With a new Michelin star in hand, chefs Amanda Shulman and Alex Kemp open another restaurant
The new Pine Street Grill is aimed at the Fitler Square neighborhood.

Chefs Amanda Shulman and Alex Kemp have each built distinct destination restaurants — the newly Michelin-starred Her Place Supper Club and My Loup. This week, they opened one together.
Pine Street Grill, across from Fitler Square at 23rd and Pine Streets, is their take on a neighborhood restaurant. It’s a comfortable, restrained setting with white stamped-metal ceiling, Streamline Moderne-style schoolhouse light fixtures, white walls, and a long bar running through the narrow space. The two single-occupancy restrooms are intentionally contrasting: One is entirely pink, while the other is a tribute to the Sixers, from the photo-collage wallpaper down to the “Smells Like a Sixers Win” candle on the toilet tank and basketball-shaped soap dispenser on the sink.

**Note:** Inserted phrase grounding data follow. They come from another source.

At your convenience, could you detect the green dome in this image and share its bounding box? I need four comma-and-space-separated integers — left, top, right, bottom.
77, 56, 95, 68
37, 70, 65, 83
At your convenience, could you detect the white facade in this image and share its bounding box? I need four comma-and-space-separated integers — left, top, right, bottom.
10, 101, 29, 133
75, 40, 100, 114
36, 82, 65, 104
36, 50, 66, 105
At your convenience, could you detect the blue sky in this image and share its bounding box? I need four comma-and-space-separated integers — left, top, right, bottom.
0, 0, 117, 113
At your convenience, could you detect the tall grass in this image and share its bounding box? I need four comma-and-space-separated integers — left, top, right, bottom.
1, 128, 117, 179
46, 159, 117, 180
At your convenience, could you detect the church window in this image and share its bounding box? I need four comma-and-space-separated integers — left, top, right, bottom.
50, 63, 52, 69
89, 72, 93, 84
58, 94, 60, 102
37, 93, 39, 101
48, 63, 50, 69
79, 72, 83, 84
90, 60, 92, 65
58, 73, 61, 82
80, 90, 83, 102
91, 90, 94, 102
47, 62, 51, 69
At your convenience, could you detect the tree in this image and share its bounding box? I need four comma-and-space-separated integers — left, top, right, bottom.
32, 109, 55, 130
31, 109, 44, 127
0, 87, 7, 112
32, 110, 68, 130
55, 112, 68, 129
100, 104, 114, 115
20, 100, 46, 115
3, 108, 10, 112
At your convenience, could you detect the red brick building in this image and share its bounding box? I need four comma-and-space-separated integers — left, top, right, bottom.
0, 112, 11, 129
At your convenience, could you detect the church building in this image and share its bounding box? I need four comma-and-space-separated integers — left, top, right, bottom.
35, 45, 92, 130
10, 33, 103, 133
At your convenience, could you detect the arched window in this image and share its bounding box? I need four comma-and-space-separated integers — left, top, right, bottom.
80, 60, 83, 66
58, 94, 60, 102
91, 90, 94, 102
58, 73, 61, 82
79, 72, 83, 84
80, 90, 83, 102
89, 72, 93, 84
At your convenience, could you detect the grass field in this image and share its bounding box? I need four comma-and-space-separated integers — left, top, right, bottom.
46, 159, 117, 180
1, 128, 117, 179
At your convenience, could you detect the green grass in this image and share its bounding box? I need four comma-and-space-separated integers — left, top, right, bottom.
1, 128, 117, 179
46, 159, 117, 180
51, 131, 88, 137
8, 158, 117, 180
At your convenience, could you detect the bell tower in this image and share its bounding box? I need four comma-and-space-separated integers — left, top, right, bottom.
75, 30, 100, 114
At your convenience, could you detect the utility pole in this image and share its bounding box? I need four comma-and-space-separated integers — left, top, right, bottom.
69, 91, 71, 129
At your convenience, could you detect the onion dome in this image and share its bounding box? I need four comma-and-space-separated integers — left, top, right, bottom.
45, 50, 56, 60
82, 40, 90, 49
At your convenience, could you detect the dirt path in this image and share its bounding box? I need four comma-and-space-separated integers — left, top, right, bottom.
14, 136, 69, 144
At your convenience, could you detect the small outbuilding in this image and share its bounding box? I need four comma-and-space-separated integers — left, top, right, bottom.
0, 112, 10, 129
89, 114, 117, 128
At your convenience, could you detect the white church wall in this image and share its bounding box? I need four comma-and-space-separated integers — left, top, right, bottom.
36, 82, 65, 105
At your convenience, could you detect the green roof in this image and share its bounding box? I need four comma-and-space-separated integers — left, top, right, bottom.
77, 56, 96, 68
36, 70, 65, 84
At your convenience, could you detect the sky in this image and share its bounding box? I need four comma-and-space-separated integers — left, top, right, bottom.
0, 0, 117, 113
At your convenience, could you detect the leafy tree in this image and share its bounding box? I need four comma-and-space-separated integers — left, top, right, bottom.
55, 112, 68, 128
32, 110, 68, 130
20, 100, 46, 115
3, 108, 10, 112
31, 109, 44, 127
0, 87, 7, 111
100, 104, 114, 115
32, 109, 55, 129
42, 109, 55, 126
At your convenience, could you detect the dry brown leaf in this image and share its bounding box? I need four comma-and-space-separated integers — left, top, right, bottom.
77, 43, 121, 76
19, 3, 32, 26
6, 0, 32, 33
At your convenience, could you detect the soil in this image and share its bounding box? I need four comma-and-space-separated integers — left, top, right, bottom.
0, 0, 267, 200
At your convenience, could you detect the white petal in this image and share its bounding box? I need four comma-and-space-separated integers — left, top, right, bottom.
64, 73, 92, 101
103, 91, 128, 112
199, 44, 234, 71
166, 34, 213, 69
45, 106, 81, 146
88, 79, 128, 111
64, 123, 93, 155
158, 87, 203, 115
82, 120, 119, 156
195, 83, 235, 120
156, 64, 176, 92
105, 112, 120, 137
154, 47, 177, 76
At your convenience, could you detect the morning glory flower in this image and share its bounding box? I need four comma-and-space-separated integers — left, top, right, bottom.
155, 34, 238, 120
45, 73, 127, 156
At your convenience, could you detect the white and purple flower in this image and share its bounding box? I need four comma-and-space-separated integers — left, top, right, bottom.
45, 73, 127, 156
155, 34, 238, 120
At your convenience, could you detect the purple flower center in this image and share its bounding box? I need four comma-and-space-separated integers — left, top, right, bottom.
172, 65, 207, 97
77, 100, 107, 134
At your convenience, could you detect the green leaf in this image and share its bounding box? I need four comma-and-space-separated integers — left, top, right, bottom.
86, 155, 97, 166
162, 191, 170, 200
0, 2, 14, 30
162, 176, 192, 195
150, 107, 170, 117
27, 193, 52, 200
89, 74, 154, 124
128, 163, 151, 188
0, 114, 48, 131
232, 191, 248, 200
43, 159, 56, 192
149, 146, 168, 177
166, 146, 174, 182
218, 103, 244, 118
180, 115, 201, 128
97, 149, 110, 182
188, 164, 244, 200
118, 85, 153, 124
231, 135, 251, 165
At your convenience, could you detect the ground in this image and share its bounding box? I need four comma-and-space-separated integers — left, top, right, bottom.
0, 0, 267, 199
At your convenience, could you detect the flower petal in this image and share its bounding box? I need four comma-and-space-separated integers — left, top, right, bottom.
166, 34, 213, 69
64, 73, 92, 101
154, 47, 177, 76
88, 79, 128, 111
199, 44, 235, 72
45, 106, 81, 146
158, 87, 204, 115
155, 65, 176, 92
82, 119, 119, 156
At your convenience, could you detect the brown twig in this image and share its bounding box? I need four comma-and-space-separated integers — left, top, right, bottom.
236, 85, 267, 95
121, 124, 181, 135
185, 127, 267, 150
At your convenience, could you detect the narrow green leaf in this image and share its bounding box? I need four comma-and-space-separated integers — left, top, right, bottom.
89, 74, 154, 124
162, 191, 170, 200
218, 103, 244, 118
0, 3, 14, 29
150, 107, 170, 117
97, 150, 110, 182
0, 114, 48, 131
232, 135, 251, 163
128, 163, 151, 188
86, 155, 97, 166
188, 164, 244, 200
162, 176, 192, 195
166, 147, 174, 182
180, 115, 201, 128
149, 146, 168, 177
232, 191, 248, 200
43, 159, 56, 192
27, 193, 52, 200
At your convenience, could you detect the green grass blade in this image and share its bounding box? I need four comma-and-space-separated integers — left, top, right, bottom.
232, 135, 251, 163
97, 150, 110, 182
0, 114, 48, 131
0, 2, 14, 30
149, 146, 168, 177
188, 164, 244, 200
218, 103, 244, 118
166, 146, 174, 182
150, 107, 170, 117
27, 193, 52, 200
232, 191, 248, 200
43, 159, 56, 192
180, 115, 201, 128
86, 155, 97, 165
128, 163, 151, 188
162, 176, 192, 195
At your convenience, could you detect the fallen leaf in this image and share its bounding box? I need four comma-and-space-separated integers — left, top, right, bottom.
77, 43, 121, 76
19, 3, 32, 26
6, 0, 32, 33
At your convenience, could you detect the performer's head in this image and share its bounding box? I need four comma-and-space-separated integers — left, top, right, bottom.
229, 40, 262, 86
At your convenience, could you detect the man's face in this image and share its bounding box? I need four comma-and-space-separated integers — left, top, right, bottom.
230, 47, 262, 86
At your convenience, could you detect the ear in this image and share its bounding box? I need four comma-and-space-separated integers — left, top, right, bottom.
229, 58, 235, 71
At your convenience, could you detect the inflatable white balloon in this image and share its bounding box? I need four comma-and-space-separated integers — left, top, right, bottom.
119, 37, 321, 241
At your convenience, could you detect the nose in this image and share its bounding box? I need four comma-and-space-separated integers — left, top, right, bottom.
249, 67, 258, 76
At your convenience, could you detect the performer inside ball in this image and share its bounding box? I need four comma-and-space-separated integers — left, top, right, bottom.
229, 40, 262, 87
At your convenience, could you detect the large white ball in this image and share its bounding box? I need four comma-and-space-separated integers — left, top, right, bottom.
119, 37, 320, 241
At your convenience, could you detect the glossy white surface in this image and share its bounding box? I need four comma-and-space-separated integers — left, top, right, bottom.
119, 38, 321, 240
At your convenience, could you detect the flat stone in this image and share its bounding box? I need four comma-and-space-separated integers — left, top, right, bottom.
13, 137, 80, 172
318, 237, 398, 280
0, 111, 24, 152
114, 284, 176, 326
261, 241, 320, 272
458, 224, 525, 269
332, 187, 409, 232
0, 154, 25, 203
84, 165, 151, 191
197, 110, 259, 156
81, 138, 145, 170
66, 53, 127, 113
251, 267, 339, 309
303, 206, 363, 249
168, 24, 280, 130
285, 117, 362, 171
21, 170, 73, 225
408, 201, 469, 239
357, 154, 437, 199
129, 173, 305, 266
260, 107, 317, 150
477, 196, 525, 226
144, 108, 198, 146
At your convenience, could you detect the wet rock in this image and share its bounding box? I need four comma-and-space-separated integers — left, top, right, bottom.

Fitler Square-based contractor Kaman Global built the restaurant, with Philadelphia firm Canno Design consulting.
The menu, by Shulman, Kemp, and chef de cuisine Jonathan Rodriguez, is timeless American. For starters, there’s a snack plate of mortadella-stuffed cherry peppers, olives, and spelt crackers ($11); shrimp Louie served in little gem lettuce cups with avocado and pickled onion ($16); wings in brown-butter hot sauce with Stilton blue cheese ($14); and a small soft pretzel with hollandaise mustard ($10). There also are Philly Balls, croquettes filled with roast pork, provolone, broccoli rabe, and spicy relish ($12 for two) that previously appeared on My Loup’s opening menu.
Sandwiches include a turkey club with maple bacon on multigrain ($16) and a signature double dry-aged smashburger with Cooper Sharp and onion condiment on a seeded milk bun ($22).
There’s a chopped Greek salad with Persian cucumbers, marinated feta, tomato, red onion, and oregano ($15) and a root-vegetable salad with chicories, aged cheddar, cranberries, and praline vinaigrette ($16). Entrées include hanger steak with pot-roast jus ($30); half a rotisserie chicken with gravy ($28); grilled salmon with piccata and spinach ($27); and eggplant Parmesan ($26).
Desserts include a nut-free carrot cake ($13) with rum raisins, carrot jam, and cream-cheese mousse; sourdough chocolate-chip cookie skillet ($12) with vanilla ice cream — the same cookie Shulman serves at Her Place; and a sundae ($14) of malted-milk ice cream with brownie bites, spiced walnuts, hot fudge, and a cherry.
There’s even a children’s menu, dubbed Belle’s Bites, after their daughter’s middle name: $10 each for nuggets and fries, grilled cheese, crudités and ranch, and red or white shells.
The late-night special for grown-ups, offered from 9:30 to 10:30 p.m., is any draft beer and the burger.
Jillian Moore, bar director of My Loup and bar consultant for the group, developed a cocktail list that includes a freezer martini made with local vermouth, a John Daly cocktail (a boozy Arnold Palmer) on draft, and Irish coffee. There’s Guinness, Strongbow cider, and birch beer on tap.
Nicole Sullivan, Her Place’s beverage director, set up the wine list, which draws inspiration from European tavern culture. General manager Allyson Allen has worked with Shulman and the couple’s Libbie Loup group for several years, including at Her Place and Amourette, their 2024 summer pop-up.
Pine Street Grill’s corner space has had a busy history: It housed Stix, a vegetarian restaurant, from 1997 to 1999; a location of Dmitri’s from 1999 to 2014; a branch of wine bar Tria from 2015 to 2017; and most recently Cotoletta, which closed last year after a five-year run.
Shulman, a Connecticut native and Vetri alumna, burst onto the Philadelphia dining scene in 2021 with Her Place, offering versions of the homespun dinner parties she hosted in her student apartment at Penn. She and Kemp opened My Loup in 2023, three months before their wedding. Shulman has received multiple James Beard Award nominations, including Emerging Chef nominations in 2022 and 2023 and Best Chef Mid-Atlantic in 2025. Kemp, who is Canadian-born, previously worked at Montreal’s Joe Beef and New York’s Eleven Madison Park. The couple met at Momofuku Ko in New York.
Pine Street Grill, 2227 Pine St., no phone, pinestreetgrill.com. Hours: 4 to 11 p.m. Wednesday to Monday; kitchen closes at 10:30 p.m. Half of the dining room is reservable via OpenTable for parties of up to eight; remaining tables are held for walk-ins. Happy hour: 4 to 6 p.m. weekdays, with a discounted food menu and $2 off draft beverages.